Назад к книге «Неаполитанский романс» [Виктор Алексеевич Пронин]

Неаполитанский романс

Виктор Алексеевич Пронин

«Однажды летним вечером, когда сопки подернулись лиловой дымкой и стали похожи на скалы Неаполитанского залива, старший инженер проектного отдела стройтреста Грышук твердо решил изменить своей жене. Он отбросил все колебания, сомнения и сказал себе, что откладывать – хватит. И вовсе не потому, что была у него девушка, которую он любил больше всего на свете и которая любила его. Не было у Грышука девушки, и любовь не испепеляла его душу…»

Виктор Пронин

Неаполитанский романс

Однажды летним вечером, когда сопки подернулись лиловой дымкой и стали похожи на скалы Неаполитанского залива, старший инженер проектного отдела стройтреста Грышук твердо решил изменить своей жене. Он отбросил все колебания, сомнения и сказал себе, что откладывать – хватит. И вовсе не потому, что была у него девушка, которую он любил больше всего на свете и которая любила его. Не было у Грышука девушки, и любовь не испепеляла его душу. Да и не хотел он всего этого, потому что из рассказов товарищей, из анекдотов и расхожих историй хорошо знал, что такие веши, как красивая девушка или большая любовь, ни к чему хорошему привести не могут. На память невольно приходили зареванные жены, перепуганные дети, суды по разделу имущества, собрания коллективов, посвященные моральному облику, понижения в должности, урезанная зарплата… Короче – криминал.

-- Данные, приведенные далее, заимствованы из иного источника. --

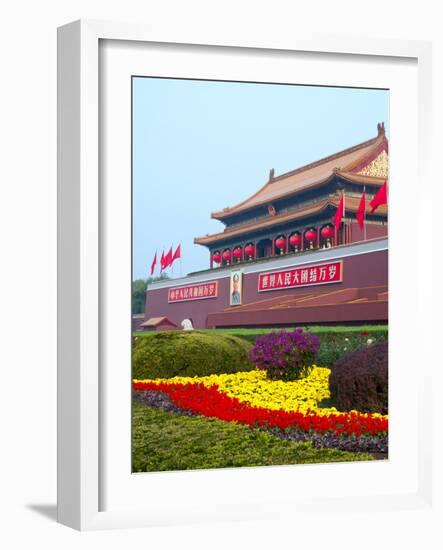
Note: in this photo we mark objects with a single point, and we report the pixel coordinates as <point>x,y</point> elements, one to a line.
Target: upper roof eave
<point>375,144</point>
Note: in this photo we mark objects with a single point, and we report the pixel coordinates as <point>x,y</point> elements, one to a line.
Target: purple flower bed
<point>362,443</point>
<point>286,355</point>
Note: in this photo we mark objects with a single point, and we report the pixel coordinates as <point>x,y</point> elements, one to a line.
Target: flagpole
<point>364,215</point>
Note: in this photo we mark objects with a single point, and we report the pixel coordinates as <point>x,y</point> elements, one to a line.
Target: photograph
<point>259,274</point>
<point>236,288</point>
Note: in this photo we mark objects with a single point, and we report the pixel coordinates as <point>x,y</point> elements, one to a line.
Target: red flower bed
<point>209,401</point>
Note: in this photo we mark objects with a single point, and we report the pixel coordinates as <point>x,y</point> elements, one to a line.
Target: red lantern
<point>280,243</point>
<point>295,239</point>
<point>310,235</point>
<point>249,250</point>
<point>216,257</point>
<point>327,232</point>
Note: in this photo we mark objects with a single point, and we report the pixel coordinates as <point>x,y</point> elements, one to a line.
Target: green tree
<point>139,292</point>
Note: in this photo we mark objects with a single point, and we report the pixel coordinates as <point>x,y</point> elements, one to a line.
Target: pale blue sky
<point>200,146</point>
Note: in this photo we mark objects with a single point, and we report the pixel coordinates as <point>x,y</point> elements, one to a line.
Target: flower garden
<point>276,405</point>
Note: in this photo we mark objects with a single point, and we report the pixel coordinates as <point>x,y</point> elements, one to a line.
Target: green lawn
<point>164,441</point>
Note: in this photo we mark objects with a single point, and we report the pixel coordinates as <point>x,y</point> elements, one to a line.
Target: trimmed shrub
<point>188,353</point>
<point>359,381</point>
<point>285,355</point>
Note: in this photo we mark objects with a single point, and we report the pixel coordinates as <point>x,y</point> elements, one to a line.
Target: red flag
<point>168,258</point>
<point>154,263</point>
<point>177,254</point>
<point>340,213</point>
<point>360,215</point>
<point>162,261</point>
<point>381,197</point>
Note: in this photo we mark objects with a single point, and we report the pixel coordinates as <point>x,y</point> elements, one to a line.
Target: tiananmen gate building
<point>281,261</point>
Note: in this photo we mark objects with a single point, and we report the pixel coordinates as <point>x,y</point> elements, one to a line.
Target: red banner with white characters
<point>301,276</point>
<point>193,292</point>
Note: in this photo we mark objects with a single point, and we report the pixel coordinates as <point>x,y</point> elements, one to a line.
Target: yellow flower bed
<point>254,388</point>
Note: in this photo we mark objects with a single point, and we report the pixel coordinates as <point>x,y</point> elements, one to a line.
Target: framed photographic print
<point>231,255</point>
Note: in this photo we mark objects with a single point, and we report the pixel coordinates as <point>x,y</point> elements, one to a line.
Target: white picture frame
<point>81,312</point>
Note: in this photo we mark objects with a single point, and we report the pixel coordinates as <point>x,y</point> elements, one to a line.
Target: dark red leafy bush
<point>359,381</point>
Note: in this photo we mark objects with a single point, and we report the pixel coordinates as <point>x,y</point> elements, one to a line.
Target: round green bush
<point>359,380</point>
<point>188,353</point>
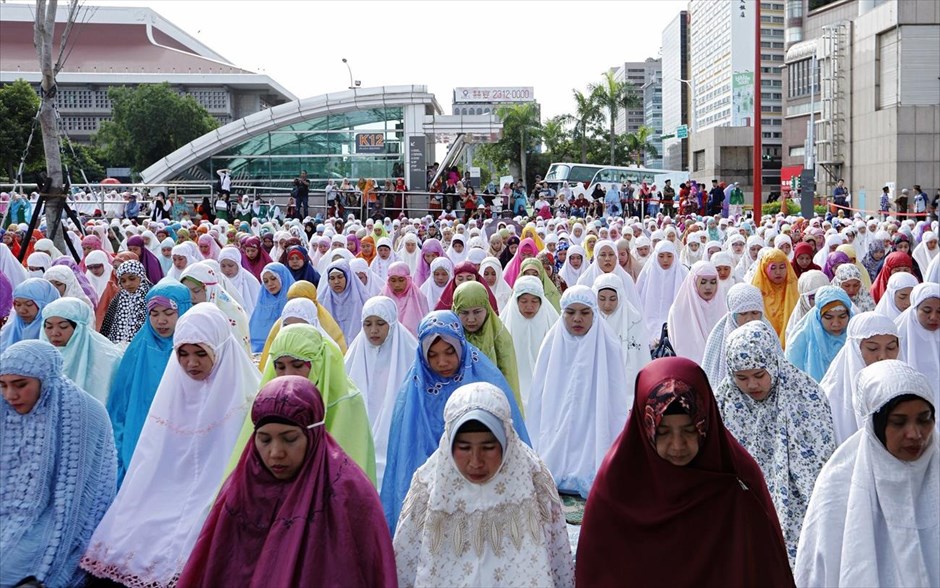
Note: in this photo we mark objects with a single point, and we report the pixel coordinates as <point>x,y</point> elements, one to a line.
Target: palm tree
<point>587,112</point>
<point>613,96</point>
<point>521,122</point>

Но когда друзья спрашивали у него, изменял ли он жене, Грышук в детали не вдавался и разговора не поддерживал.

– Было дело, – коротко отвечал он, улыбаясь задумчиво и отрешенно.

А дела-то никакого и не было. Это угнетало Грышука. Он болезненно переживал свою неполноценность и страдал. Конечно, диплом об окончании института придавал ему уверенность так же, как и должность старшего инженера. Его уважал начальник. Друзья относились к нему всерьез. Машинистки из отдела не прочь были переброситься с Грышуком двусмысленной шуткой. Они видели, что это как-то будоражит его, во всяком случае, не оставляет равнодушным.

Что касается внешности, то и здесь Грышук мог быть спокойным. Сто семьдесят два сантиметра рост. В меру широкие плечи, прямые ноги. Правда, у него слегка наметились залысины, но их вполне можно было принять за естественную высоту лба.

И все-таки каждый раз, когда заходил разговор о любовных приключениях, Грышук настораживался, опасаясь, что кто-то догадается о его постыдной тайне. Он искренне и с удовольствием смеялся над чужими неудачами, слегка презирал людей за неполное среднее образование, беззлобно потешался над опальными сотрудниками, но не мог, не мог отдаться радости до конца. Для полного духовного спокойствия Грышуку нужно было маленькое, совсем небольшое чувство превосходства. Иначе он ощущал подавленность, жизнь теряла краски, становилась серой, унылой.

А еще душа Грышука время от времени требовала новизны, тревожной неизвестности. Разумеется, чтобы удовлетворить эти требования, можно было уйти с рыбаками на полгода в море или ответить начальнику, что его замечания неуместны, или устроить на собрании маленькую заварушку… Много чего можно было сделать, но все это было чревато неприятными последствиями, а Грышук не любил неприятные последствия.

Мысль об измене терзала Грышука все больше. Женщин, которых он видел в автобусах, на улице, на работе, Грышук невольно рассматривал как возможных кандидаток, придирчиво отмечал их недостатки, браковал, и все это делал со скучающим, маскирующим выражением лица. Если раньше у него была просто идея, чистая и свободная, как утренний ветерок, то теперь стоило ему лишь мельком взглянуть на девушку, как перед ним словно на экране проносились картины, одна другой красочней и бесстыднее. Девушка проходила мимо, а он уже искал глазами вторую, третью. Утренний ветерок постепенно превращался в ураган, разрушающий все радости обычной жизни.

Грышук стал рассеянным и раздражительным. Даже читая о любви хорошей девушки к парню, он ревновал, будто это была его девушка, но зато, если парня постигала неудача, Грышук искренне радовался, как при свершении какой-то высшей справедливости.